B-Tree Index¶

Indexes in DBs are used to speed up your read queries.

Without Indexes, when you query for some records on your table, the DB would to sequentially search all the table pages and gather records matching your query. This internally involves many steps like loading the page from disk into memory and filtering the tuples, which is very inefficient and the time took grows linearly with the dataset. To optimize this, you can maintain a sorted order in your table which allows you to use Binary Search to cut the time taken to \(O(log n)\). But this sort of algorithm operates very poorly at disk level, since it requires you to load random pages causing lots of random I/O which under utilizes page buffer pool in memory. To minimize random disk I/O, computer scientists invented a balanced tree data structure where each node (DB page) stored multiple keys along with pointers to multiple child nodes similar to below diagram.

graph TD

    %% Level 0 (root)
    R["[20 | 40]"]

    %% Level 1
    A["[10]"]
    B["[30]"]
    C["[50 | 60]"]

    R --> A
    R --> B
    R --> C

    %% Level 2
    A1["[5]"]
    A2["[12 | 18]"]

    B1["[22 | 25]"]
    B2["[32 | 35]"]

    C1["[45 | 48]"]
    C2["[55]"]
    C3["[65 | 70]"]

    A --> A1
    A --> A2

    B --> B1
    B --> B2

    C --> C1
    C --> C2
    C --> C3

Use mouse to pan and zoom

The tree consists of root node which is the starting point for search, branch nodes consisting of keys and pointers to next level of nodes, and leaf nodes which consists of actual keys and respective data. With this you can store the root and branch nodes in memory most of the time as they're required for navigating through the tree and only evict the leaf nodes as required, essentially reducing disk I/Os required to find a key. The data structure is named as B+ Tree or commonly known as B Tree index. Additionally, the leaf nodes also have reference to their respective neighbouring leaf node which saves you the cost of traversing the whole tree in ordered to fetch a range of key.

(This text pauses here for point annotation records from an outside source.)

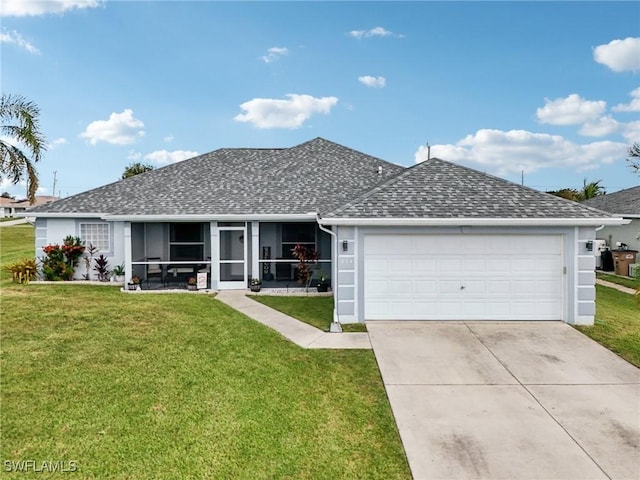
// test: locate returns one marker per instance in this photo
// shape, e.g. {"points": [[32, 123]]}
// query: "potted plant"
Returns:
{"points": [[118, 273], [255, 284], [134, 283], [323, 283]]}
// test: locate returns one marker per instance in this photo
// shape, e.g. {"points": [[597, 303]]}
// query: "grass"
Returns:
{"points": [[617, 324], [179, 386], [316, 311], [624, 281]]}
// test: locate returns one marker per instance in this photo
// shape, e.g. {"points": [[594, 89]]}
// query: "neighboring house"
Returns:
{"points": [[435, 241], [625, 204], [10, 207]]}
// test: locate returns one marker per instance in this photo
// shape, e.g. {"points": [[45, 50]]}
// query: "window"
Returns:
{"points": [[292, 233], [96, 234], [186, 242]]}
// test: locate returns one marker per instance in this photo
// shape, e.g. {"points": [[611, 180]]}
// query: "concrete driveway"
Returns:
{"points": [[509, 400]]}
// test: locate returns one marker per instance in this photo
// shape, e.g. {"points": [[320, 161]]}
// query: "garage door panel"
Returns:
{"points": [[400, 265], [498, 287], [427, 264], [426, 287], [546, 264], [498, 265], [451, 265], [516, 277], [377, 266]]}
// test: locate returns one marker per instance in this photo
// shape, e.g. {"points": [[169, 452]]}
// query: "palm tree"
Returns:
{"points": [[591, 189], [136, 169], [20, 123], [633, 158]]}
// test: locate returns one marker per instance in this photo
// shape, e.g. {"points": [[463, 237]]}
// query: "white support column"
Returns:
{"points": [[128, 269], [255, 249], [215, 256]]}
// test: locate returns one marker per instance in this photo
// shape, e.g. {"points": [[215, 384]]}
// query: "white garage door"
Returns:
{"points": [[463, 277]]}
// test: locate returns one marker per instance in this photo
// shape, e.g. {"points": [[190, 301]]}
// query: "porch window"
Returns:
{"points": [[292, 233], [186, 242], [96, 234]]}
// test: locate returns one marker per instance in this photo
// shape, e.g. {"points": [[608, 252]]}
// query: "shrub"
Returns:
{"points": [[61, 260], [101, 268], [24, 270]]}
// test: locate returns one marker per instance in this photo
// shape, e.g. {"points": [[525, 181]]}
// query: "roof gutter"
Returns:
{"points": [[524, 222], [298, 217]]}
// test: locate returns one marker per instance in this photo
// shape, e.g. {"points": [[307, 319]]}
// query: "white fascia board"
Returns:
{"points": [[485, 222], [61, 215], [208, 218]]}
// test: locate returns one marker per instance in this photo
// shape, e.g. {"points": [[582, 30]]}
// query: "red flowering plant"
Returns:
{"points": [[61, 260], [306, 258]]}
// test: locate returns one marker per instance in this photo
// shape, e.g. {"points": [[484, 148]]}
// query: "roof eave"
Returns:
{"points": [[525, 222], [31, 214], [214, 217]]}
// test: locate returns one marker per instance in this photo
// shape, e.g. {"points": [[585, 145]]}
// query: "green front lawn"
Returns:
{"points": [[179, 386], [624, 281], [316, 311], [617, 324]]}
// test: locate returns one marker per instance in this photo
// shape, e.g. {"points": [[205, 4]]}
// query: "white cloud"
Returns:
{"points": [[619, 55], [572, 110], [601, 127], [290, 113], [374, 82], [120, 129], [373, 32], [163, 157], [22, 8], [14, 37], [633, 106], [134, 156], [274, 53], [631, 131], [58, 142], [510, 152]]}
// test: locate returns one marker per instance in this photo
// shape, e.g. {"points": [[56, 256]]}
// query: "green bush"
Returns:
{"points": [[61, 260], [23, 271]]}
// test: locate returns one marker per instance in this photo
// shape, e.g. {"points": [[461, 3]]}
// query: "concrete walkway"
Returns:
{"points": [[10, 223], [509, 400], [621, 288], [294, 330]]}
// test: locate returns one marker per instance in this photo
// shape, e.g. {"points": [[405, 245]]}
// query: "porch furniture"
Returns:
{"points": [[283, 271], [154, 269]]}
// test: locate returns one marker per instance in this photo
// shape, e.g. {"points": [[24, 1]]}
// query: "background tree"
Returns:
{"points": [[591, 189], [567, 193], [20, 122], [135, 169], [588, 190], [633, 158]]}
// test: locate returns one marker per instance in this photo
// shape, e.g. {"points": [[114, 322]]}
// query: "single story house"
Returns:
{"points": [[436, 241], [625, 204], [10, 207]]}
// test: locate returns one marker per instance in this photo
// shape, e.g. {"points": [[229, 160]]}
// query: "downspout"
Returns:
{"points": [[335, 325]]}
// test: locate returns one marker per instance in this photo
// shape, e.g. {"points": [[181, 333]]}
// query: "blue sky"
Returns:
{"points": [[551, 89]]}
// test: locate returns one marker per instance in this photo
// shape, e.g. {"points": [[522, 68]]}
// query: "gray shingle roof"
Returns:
{"points": [[315, 175], [439, 189], [624, 202]]}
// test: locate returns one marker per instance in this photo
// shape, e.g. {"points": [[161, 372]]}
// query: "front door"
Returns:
{"points": [[233, 255]]}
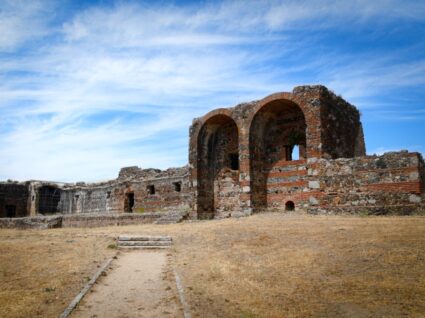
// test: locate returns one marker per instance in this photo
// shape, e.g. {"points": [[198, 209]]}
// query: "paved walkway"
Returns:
{"points": [[135, 286]]}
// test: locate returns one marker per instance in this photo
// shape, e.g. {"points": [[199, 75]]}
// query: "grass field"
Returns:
{"points": [[268, 265]]}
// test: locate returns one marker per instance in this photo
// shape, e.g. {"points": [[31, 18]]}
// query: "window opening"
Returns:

Let's look into how DBs use this B-Tree structure to perform different CRUD operations.

Search: The search begins from the root node to respective leaf node by repeatedly comparing the search key with keys in current node and moving to appropriate child node. For example, if search key is between two keys in a node, move to the child pointer between them. Since the keys in each node are ordered, we can use binary search to determine the key location in \(O(logk)\) time(k -> number of keys in each node or the degree of B-Tree).
Insert: Find the leaf node responsible for holding the new key and place the key into the leaf node. If the node is overfilled a page split occurs.
- Divide the leaf node into two leaf nodes.
- Add the middle key from leaf node into parent node.
- Update the pointers to child nodes in parent node.
This process is cascading as page split in low level nodes can move upto higher level nodes which result in lots of movement of data on disk than required, causing write amplifications and spikes in disk usage. You can minimize this effect by using sequential index keys where the index is filled from left to right.
Delete: Find the node containing the key to be deleted and removing the key. If the node has too few keys after deletion, it must be restructured by either Borrowing a key from sibling node or Merging with a sibling node which can cascade to higher level nodes potentially reducing the height of tree.
Update: It usually involves a search for the key and then performing a delete operation, followed by an insert for the new value.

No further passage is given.